Seismic noise attenuation is very important for seismic data processing and interpretation, especially for 3D seismic data. Among the methods of seismic noise attenuation, prediction filtering is one of the most effective and most commonly used methods, e.g., (Galbraith, 1984; Sacchi and Kuehl, 2001; Gulunay, 1986; Gulunay et al., 1993). Prediction filtering can be implemented in $f$ -$x$ domain or $t-x$ domain (Hornbostel, 1991; Abma and Claerbout, 1995). Abma and Claerbout (1995) compared $f$ -$x$ method and $t-x$ method and gave the advantages and disadvantages of both these methods. The proposed method in our paper belongs to the category of $f$ -$x$ domain methods. The $f$ -$x$ prediction technique was introduced for random noise attenuation on 2D poststack data by Canales (1984) and further developed by Gulunay (1986). Wang and West (1991) and Hornbostel (1991) used noncausal filters for random noise attenuation on stacked seismic data and obtain a good result. Linear prediction filtering states that the signal can be described by an autoregressive (AR) model, which means that a superposition of linear events transforms into a superposition of complex sinusoids in the $f$ -$x$ domain. Sacchi and Kuehl (2001) utilized the autoregressive-moving average (ARMA) structure of the signal to estimate a prediction error filter (PEF) and applied ARMA model to attenuate random noise. Liu et al. (2009) applied ARMA-based noncausal spatial prediction filtering to avoid the model inconsistency.

As already noted, these above mentioned $f$ -$x$ methods assume seismic section is composed of a finite number of linear events with constant dip in $t-x$ domain. To cope with the assumption continuous changes dips, short temporal and spatial analysis windows are usually used in $f$ -$x$ prediction filtering. Except using windowing strategy, several nonstationary prediction filters are proposed and used in seismic noise attenuation and interpolation. Naghizadeh and Sacchi (2009) proposed an adaptive $f$ -$x$ prediction filter, which was used to interpolate waveforms that have spatially variant dips. Fomel (2009) developed a general method of regularized nonstationary aoturegression (RNA) with shaping regularization (Fomel, 2007) for time domain inverse problems. Liu et al. (1991) propose a method for random noise attenuation in seismic data by applying noncausal regularized nonstationary autoregression (NRNA) in frequency domain, which is implemented for 2D seismic data. These nonstationary methods can control algorithm’s adaptability to changes in local dip so that they can process curved events.

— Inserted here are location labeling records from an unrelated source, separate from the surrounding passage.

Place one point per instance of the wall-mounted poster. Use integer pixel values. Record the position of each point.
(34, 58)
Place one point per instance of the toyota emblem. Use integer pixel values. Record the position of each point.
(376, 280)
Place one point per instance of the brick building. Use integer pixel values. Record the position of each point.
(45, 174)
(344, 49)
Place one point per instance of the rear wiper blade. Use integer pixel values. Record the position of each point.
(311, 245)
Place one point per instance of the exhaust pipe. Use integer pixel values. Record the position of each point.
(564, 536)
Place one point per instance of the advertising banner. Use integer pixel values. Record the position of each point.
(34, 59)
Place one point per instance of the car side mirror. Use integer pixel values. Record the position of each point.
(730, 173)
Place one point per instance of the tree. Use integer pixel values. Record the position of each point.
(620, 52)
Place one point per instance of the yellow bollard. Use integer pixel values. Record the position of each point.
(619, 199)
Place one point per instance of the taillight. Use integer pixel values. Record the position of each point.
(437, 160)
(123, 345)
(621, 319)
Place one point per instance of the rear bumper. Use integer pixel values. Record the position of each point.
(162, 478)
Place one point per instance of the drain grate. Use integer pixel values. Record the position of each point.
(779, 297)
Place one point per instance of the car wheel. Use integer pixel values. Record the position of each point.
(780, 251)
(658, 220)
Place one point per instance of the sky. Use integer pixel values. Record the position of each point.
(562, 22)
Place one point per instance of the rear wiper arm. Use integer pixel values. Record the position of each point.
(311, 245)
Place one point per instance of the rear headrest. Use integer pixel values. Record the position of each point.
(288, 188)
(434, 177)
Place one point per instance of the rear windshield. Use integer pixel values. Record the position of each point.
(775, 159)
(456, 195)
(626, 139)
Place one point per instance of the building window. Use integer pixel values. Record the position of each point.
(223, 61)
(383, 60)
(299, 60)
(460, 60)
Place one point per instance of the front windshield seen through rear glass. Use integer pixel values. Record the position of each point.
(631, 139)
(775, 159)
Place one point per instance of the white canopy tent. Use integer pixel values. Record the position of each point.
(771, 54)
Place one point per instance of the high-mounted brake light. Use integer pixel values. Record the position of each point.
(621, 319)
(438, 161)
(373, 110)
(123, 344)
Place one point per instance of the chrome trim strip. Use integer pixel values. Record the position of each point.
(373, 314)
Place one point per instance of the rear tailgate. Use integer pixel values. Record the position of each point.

If using $f$ -$x$ prediction filter to suppress random noise on 3D seismic data, one need to run the 2D algorithm slice by slice (along inline x or crossline y). To use more information to predict the effective signal in 3D data, several geophysicists extended $f$ -$x$ prediction filtering to 3D case. Chase (1992) designs and applies 2-D prediction filters in the plane defined by the inline and crossline directions for each temporal frequency slice of the 3-D data volume. Ozdemir et al. (1999) applied f-x-y projection filtering to attenuate random noise of seismic data with low poor signal to noise ratio (SNR), in which the crucial step of 2-D spectral factorization is achieved through the causal helical filter. Gulunay (2000) proposed using full-plane noncausal prediction filters to process each frequency slice of the 3-D data. Wang (2002) applied $f$ -$x$ -$y$ 3D prediction filter to implement seismic data interpolation and gave a good result. Hodgson et al. (2002) presented a novel method of noise attenuation for 3D seismic data, which applies a smoothing filter to each targeted frequency slice and allows targeted filtering of selected parts of the frequency spectrum.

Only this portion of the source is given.